Indeed, Curry shoots in one motion (rather than someone like Monta Ellis, whose two-step shot limits his range). He uses his legs, and brings the ball in front of his face, not over his head. Scheppler uses him to teach the value of having lots of shots in your bag. The issue is not in imitating how Curry shoots, but how he plays. In trying to mimic his off-the-dribble game, and parking-lot threes, younger players sometimes put too much arc on the ball, heaving it hoopward. This leads to all manner of problems, most glaringly a tendency for hip and elbow rotation in search of power. Or they rush their shot, because they see Curry's quick release, which, as Scheppler points out, is as much about his explosion as his quick hands.

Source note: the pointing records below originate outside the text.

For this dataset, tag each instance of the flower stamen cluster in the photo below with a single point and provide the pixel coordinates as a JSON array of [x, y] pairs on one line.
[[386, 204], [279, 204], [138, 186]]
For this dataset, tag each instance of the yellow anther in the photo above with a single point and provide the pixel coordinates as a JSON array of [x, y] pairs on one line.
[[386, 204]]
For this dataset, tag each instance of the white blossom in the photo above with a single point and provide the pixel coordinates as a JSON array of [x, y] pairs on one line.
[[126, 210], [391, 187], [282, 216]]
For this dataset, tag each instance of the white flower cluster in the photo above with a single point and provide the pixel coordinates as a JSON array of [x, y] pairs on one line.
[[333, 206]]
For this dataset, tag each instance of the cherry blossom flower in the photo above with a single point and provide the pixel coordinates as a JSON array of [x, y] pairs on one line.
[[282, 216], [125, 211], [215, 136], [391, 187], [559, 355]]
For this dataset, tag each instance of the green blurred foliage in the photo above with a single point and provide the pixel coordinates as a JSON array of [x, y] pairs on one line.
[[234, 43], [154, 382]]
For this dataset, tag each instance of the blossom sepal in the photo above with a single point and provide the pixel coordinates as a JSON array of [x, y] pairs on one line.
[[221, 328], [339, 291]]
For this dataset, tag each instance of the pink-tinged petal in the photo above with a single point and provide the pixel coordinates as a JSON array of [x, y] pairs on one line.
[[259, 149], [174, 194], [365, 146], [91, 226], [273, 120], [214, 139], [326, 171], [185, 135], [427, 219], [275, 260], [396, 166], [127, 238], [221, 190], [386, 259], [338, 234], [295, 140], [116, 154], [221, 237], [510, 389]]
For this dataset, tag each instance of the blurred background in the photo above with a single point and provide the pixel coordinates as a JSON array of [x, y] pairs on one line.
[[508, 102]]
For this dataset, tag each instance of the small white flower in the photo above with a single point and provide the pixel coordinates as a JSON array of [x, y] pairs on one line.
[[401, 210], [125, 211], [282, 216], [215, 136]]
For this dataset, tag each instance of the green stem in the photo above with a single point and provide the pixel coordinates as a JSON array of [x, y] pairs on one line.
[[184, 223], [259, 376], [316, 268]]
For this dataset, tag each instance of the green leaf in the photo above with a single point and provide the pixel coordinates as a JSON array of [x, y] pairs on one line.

But Klay? Anyone from a YMCA hooper to a middle schooler can imitate his form. Scheppler uses him almost prescriptively. Usually when he fixes a player's shot, he tells them three things: bring your ball flight down (accomplished by snapping your wrist), jump quickly (power up from your toes), and flow forward (land in front of where you shoot). Says Scheppler: “Klay does all those things pretty much exactly how you want to.”
And, more and more, that's a valuable skill. A couple months back, Jerry West told Rachel Nichols that he wished the league would take him off the logo, leading to a discussion about who would replace him. Lots of worthy names surfaced. But, as the league trends more and more toward a three-for-all mentality — the Warriors broke the Finals record for made trifectas Sunday — perhaps the most accurate depiction would be a silhouette of Klay in mid-release.




That's getting ahead of the narrative, though. When the Warriors tip against Cleveland for Game 3, who knows which Klay we'll see. Can one good game break him out of a rut? (Probably, thinks Hopla, who wrote “Shooting slump is over!!!” on his Game 2 notes) Will he do anything different? ("Nope," Fraser said on Monday, noting that Thompson's “unique spin and trajectory” had returned). And, of course, how much does it actually matter? (Thompson's defense is arguably more valuable to the Warriors right now anyway).

Thompson's track record suggests a return to being a marksman; after all, this is a man who, when Sports Science had him take threes in the dark, hit 80% of them. But Scheppler still sees value in what Klay endured the past few weeks, even if Thompson may not. “Most of these guys are high alpha people that have complete confidence,” Scheppler says. “So often people put a negative connotation on missing shots. Choke is too strong a term. It doesn't mean he's a loser because he wasn't hitting.” Scheppler pauses. “It just means he's human.”